85k low-income rural households connected to wastewater networks at LE305M in Egypt



Sun, 01 Nov 2020 - 04:10 GMT


Sun, 01 Nov 2020 - 04:10 GMT

Wastewater – Wikimedia Commons

Wastewater – Wikimedia Commons

CAIRO – 1 November 2020: Minister of Local Development Mahmoud Shaarwy told press on Sunday that around 85,000 households located in 106 low-income villages were connected to wastewater networks at a cost worth LE305 million.


The minister did not precise the time frame in which that has been achieved. Yet, he said that the villages lie in 18 governorates, which are Giza, Qalyoubeya, Alexandria, Luxor, Qena, Beni Suef, Menoufeya, Fayoum, Sohag, Damietta, Beheira, Cairo, Suez, Ismailiyah, Kafr al-Sheikh, Menya, Sharqeya, and Asyut.


Citizens pay for such connections in installments. The value of which is LE40.
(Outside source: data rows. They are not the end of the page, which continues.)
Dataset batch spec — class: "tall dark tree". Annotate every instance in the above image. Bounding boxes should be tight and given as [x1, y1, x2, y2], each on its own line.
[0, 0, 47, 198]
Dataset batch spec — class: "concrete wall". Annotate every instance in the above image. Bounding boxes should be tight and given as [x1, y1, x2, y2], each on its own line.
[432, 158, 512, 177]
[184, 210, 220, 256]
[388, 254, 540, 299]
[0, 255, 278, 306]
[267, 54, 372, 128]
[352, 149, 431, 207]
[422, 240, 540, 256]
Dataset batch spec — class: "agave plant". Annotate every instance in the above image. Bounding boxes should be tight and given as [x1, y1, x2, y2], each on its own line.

The coverage of the drinking water network and the wastewater network in Egypt is 99 percent and 65 percent, respectively. It is noted that households that are not connected to the wastewater network have internal wastewater systems that gush out randomly.


President Abdel Fattah El Sisi announced on Saturday that Egypt would inaugurate the largest wastewater treatment plant in the world within eight months.
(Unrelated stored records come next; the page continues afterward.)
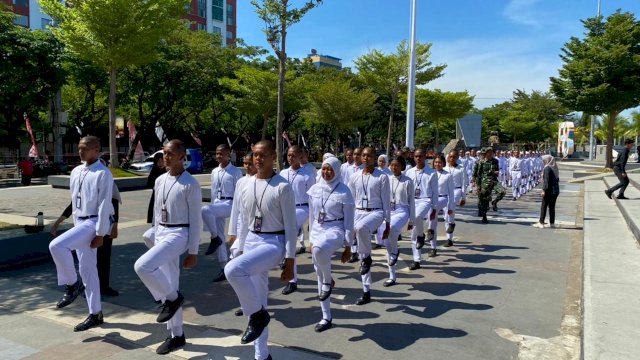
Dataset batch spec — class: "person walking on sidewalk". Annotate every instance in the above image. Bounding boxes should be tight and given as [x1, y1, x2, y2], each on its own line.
[134, 140, 202, 355]
[604, 139, 635, 200]
[533, 155, 560, 229]
[224, 140, 297, 360]
[49, 136, 113, 331]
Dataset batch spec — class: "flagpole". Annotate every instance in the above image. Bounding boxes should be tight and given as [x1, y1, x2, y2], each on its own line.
[405, 0, 416, 149]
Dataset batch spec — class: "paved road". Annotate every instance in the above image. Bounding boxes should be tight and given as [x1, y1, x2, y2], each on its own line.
[0, 167, 582, 359]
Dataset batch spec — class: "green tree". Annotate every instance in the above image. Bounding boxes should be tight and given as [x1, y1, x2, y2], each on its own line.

President Sisi’s comments came during the inauguration ceremony of King Salman University in Sharm El Seikh city, besides other national projects in Sinai.


“The Egyptian state is seeking the maximum benefits from the agricultural wastewater,” President Sisi said, noting that is why the government has established the wastewater treatment plant in the Bahr al-Bakar region, in Sharqia governorate.


The cost of the Bahr al-Baqar water station is estimated approximately at 18 billion EGP, the President said, adding that the additional infrastructure works to facilitate the work activities in this region would increase the cost to 25 million EGP.


In mitigation, Egypt is building the wastewater treatment plant to face a water shortage that could affect around 0.5 million people in Sinai.


The plant will treat sewage and agricultural wastewater of the longest drain (Bahr al-Baqar 1 drain). 


The 106-kilometer drain of Bahr al-Baqar starts from Dakahlia governorate to Sharqia, Ismailia to the last governorate of Port Said along the Mediterranean Sea; the longest part is located in Sharqia governorate. The drain was established in 1914 for only agricultural wastewater and was named Bahr al Baqar (means in English as the Sea of the Cow due to an accident when a herd of cows drowned in it.)


In the 1970s, the Egyptian government decided to change the drain to receive all kinds of wastewater (industrial and sewage), turning it into “a source of pollution,” according to a 2015 study conducted by environmentalist Mamdouh Salem Seraj on the drain’s negative impacts on human health and Lake Manzala in the period between 1914 and 2014.